Not too much “fishy” stuff – this was at the tail end of the Latin American debt crisis, the S&L Crisis had largely passed and the trouble in Asia had yet to start brewing. My only few comments for the benefit of the readers are these:
- Notice how much larger the Fed’s balance sheet is today than it was 15 years ago. The size of the Fed’s balance sheet is a proximate picture of how much high powered money is floating around out there.
- How does it get so large? Well, the Fed simply creates short-term liabilities out of thin air. Whereas a private bank would only be able to create deposits (or back in the State Banking era print banknotes) if it received assets or gold from its customers, the Fed in fact prints the FRN or creates deposits on its member bank balance sheets out of thin air.
- Why all the weird stuff on the current balance sheet? In fact, much of this was because the Fed was unwilling (because it might exacerbate a panic) or unable (by law) to use its discount window to help out troubled firms. The classical lender of last resort role for a central bank, and one justification for the existence of the Fed was to make emergency liquidity available to solvent banks via discount window loans at penalty (e.e. above market) rates. This would prevent otherwise healthy firms from using the window as a low cost way of borrowing (like the Fed allowed banks to do to fuel the inflation of the late 19-teens and the 1920s via “rediscounting of commercial paper” and would be a way to ensure that healthy banks would pay back the emergency loans quickly when the panic passed. So, all of those bizarre facilities it set up were either (1) ways to legally get around the fact that some firms are not permitted by law to make use of the discount window or (2) prevent firms from having to use the discount window for fear that it would signal to investors and customers that the bank is, in fact, in trouble. All I will say about point (2) would be that by not allowing discount window use by anyone, the Fed in fact exacerbates the information problem and leaves investors and customers guessing that all firms must be in trouble (perhaps we can write down a model to show this in a future post). And as a way to prevent this information problem from causing an even worse panic, the government actually mandated that certain firms have to take part in these liquidity auctions.
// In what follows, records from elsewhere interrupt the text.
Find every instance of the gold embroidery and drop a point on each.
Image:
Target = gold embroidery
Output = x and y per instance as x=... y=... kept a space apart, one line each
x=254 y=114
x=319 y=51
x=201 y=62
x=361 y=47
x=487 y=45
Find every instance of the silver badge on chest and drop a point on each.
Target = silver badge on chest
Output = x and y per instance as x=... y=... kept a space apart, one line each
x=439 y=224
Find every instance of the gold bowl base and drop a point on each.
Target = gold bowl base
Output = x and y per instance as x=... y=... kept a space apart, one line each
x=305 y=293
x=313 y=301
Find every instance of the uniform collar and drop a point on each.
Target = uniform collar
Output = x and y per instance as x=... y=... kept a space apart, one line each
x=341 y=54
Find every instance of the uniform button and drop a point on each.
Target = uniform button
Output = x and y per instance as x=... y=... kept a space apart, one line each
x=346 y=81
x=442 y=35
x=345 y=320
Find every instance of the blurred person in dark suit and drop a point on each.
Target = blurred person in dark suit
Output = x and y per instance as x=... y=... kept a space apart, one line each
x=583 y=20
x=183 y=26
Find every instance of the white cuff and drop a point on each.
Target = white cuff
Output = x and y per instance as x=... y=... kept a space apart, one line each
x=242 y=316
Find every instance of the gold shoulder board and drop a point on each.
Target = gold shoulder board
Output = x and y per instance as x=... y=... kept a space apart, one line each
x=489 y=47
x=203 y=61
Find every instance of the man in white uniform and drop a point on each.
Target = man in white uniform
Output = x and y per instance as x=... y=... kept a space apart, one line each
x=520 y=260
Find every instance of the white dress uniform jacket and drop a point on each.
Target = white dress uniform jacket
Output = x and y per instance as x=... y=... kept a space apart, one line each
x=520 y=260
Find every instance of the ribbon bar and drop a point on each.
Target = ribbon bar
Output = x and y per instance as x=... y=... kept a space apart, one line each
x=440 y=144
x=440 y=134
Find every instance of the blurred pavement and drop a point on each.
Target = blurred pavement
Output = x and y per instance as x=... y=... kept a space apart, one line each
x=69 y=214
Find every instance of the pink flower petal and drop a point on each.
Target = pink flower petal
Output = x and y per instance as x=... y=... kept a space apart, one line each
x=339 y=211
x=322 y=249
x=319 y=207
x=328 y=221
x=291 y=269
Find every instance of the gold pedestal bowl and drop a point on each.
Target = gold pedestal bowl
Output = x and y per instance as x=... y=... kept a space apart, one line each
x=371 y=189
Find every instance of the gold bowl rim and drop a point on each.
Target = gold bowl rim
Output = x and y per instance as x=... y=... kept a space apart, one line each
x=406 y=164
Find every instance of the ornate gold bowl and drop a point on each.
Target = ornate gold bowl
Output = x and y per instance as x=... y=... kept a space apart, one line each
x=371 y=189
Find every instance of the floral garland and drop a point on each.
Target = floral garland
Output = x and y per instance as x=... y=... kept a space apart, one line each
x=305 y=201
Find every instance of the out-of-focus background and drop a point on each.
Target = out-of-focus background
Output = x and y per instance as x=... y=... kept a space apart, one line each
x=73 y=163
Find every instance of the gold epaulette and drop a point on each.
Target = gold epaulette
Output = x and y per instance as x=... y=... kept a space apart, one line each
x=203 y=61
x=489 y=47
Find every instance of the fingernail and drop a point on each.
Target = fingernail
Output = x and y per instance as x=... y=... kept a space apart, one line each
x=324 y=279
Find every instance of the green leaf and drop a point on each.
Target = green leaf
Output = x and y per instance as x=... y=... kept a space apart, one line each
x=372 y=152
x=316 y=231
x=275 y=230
Anyway, I hope you enjoy comparing the two. My fear used to be that today’s balance sheet would have lots of poorly performing assets on it so that the taxpayers would have to bail out the Fed … now it is … I am worried that these things will turn out to be good investments. And before you know it, the Fed will turn into nothing different than a giant hedge fund – the very thing it is supposed to (at least in the new la la legislation world) be monitoring, not engaging in.
Why? Because the profits of the Fed are plowed right back into the Treasury. Thankfully, we spend so much freakin’ money as a Congress that even if the Fed generates $50 billion per year in “profits” (from its monopoly position) that is a little more than 1% of the $4 trillion that the accountants in DC spend each and every year. Countries that rely on central bank profits for a larger portion of their fiscal spending (I hope this puts aside the notion that the Fed is an independent branch of government) are at a much larger risk of severe inflations than we are.